Wyoming BDR PART II

If you are over 50 years old then maybe you may remember that when you were a kid there were millions and millions of bright, beautiful and colorful stars up in the night sky. You could look up and see them.

Well let me remind you that those same stars are probably still there!

Only on this 1500-2000 mile ride no one stayed up long enough at night to find out. The daily off road enduro riding miles took its toll on us slowly, plus it rained and it also got cold. The first two days were my favorite. The first 90 miles of the third day full of sand and mud was also my favorite. The second 90 miles on you can keep. Too many road and country miles but, without putting in those miles you wouldn’t get a chance to see the beautiful scenery of Wyoming and Yosemite. Some of us saw herds of elk in excess of two hundred animals. We also saw deer, pronghorn antelopes, wild horses and lots and lots of cows plus lots and lots of buffaloes in Yellowstone.

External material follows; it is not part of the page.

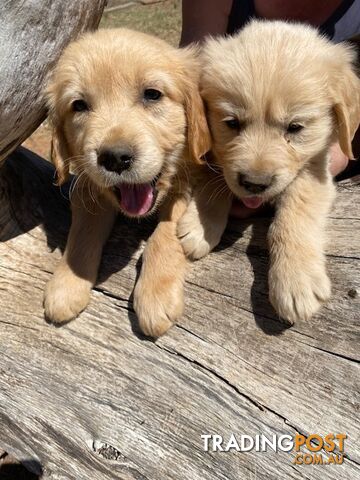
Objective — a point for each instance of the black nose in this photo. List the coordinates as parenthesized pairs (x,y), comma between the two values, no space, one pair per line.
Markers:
(117,159)
(250,186)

The Wyoming visibility when it wasn’t raining, for the first two days was about ten miles visibility. The Wyoming air was always so refreshing and great to inhale, at the 5-10,000 feet level that we seldom felt out of breath. In motorcycle riding, there’s a living-in-the-moment type of experience, that there is simply no shortage of stimuli. Right now I’m having a hard time recapping an entire week of riding the Wyoming BDR with guys that started out as just strangers and are now friends. Yoda Keith put it this way; “we all met on a motorcycle riding site, it’s like a dating site, only for motorcycles.

Our minds tend to calcify and grow numb in the ruts of day-to-day repetition. Variety is more than the spice of life; it’s an essential nutrient to feeding the human soul.